The SLS AMG was the first car designed in-house by Mercedes-owned tuning subsidiary AMG, and what a debut. Since it came out in 2010, it's been praised as one of the most graceful cars on the road and, thanks to its 583 horsepower V-8, one of the fastest. Ever since the car debuted, though, we've all been waiting for a "Black Series" version of the car. Previous Black Series cars have shown what AMG can do when they pull out all the stops, so the expectations for this car, the fifth Black Series model, were always going to be high.
Like its stablemates, the new SLS AMG Black is a pretty bonkers car that, first of all, makes hardly any sense as a street car and second of all will probably have a pretty limited customer base. But that's why people love these AMG-Blacks. It's for their lunacy that people admire them, and although this new iteration of the SLS isn't quite as over the top as some of the others, it's still a wild child worthy of the Black Series name.
SLS racing cars have been tearing it up on tracks all over the world for a couple of years now, and this SLS is essentially the GT3 racer tamed for the road. It makes for a car that will likely be irritating on the road, but a dream on the track. As far as power goes, the 6.2 liter DOHC V-8 gets a 39 horsepower bump to 622 thanks to new intake and cams, and with an 8,000 rpm redline the motor is a real screamer. Torque is down a few, but because of clever substitutions of carbon fiber (including carbon ceramic brakes), a lithium-ion battery, and titanium alloy exhaust, there are around 150 less pounds of car to worry about. The seven-speed dual-clutch gearbox has also been reworked to be more track-oriented, and has been installed 10mm lower to reduce the center of gravity. Suspension is of course stiffer, and there is a rear-axle differential lock. The car has been widened and has a couple of other aerodynamic tweaks, including the obligatory rear wing.

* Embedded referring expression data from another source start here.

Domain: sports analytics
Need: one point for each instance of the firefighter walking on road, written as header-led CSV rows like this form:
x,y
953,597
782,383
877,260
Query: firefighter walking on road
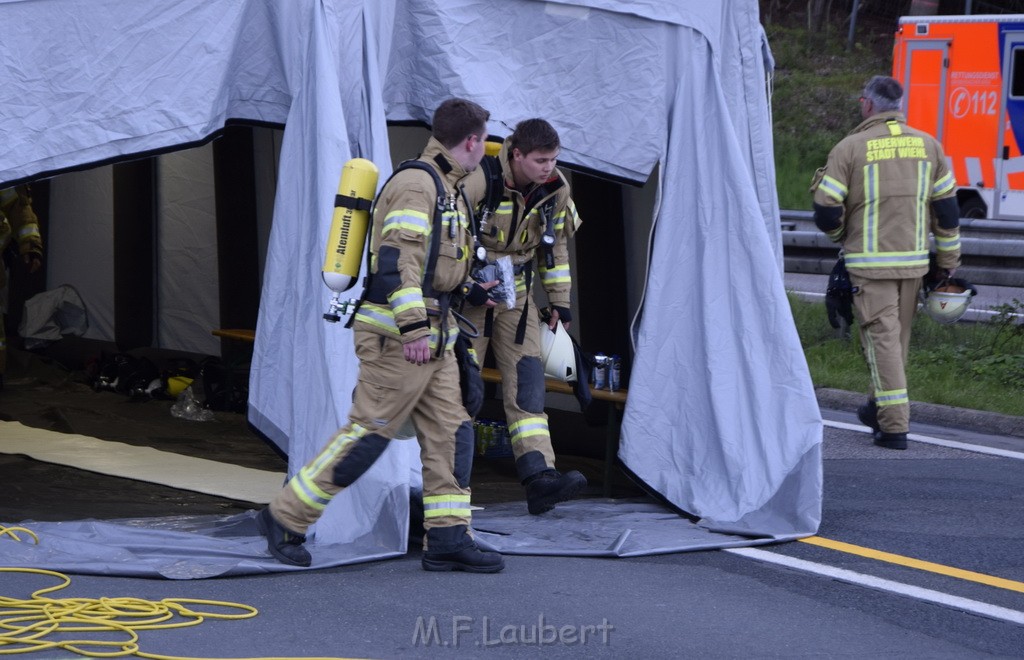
x,y
19,225
404,334
885,188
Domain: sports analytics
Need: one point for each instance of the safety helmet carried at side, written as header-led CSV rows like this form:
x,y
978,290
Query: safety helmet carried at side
x,y
557,354
948,301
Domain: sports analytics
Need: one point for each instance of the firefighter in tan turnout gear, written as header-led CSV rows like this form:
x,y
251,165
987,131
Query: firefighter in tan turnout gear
x,y
18,224
885,188
403,334
531,221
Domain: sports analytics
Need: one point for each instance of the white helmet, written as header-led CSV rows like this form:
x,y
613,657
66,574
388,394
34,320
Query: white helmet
x,y
557,354
948,301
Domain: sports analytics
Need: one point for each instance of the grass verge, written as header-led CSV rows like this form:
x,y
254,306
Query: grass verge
x,y
972,365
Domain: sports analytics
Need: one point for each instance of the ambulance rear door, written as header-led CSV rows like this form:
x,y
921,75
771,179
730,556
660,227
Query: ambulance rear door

In a straight line, all this tweaking makes for a zero to sixty sprint in the mid-3 second range, a few tenths faster than the standard car, a sub-12 second quarter mile and roughly the same top speed, just shy of 200. But it's around the fast sweepers and tight hairpins that this car will really shine. The sound department is another place where this car will stand out. That magnificent V-8 really does make a breathtaking sound. But, as is often the case, a car developed by engineers with minds focused on the track will be brutal on the street, and not the good kind of brutal. No, this is a weekend toy, not a commuter supercar like the standard SLS, and at $250,000, it's a pretty extravagant toy. So much of this car doesn't make a lot of sense in the real world, and therefore it ticks all the Black Series boxes.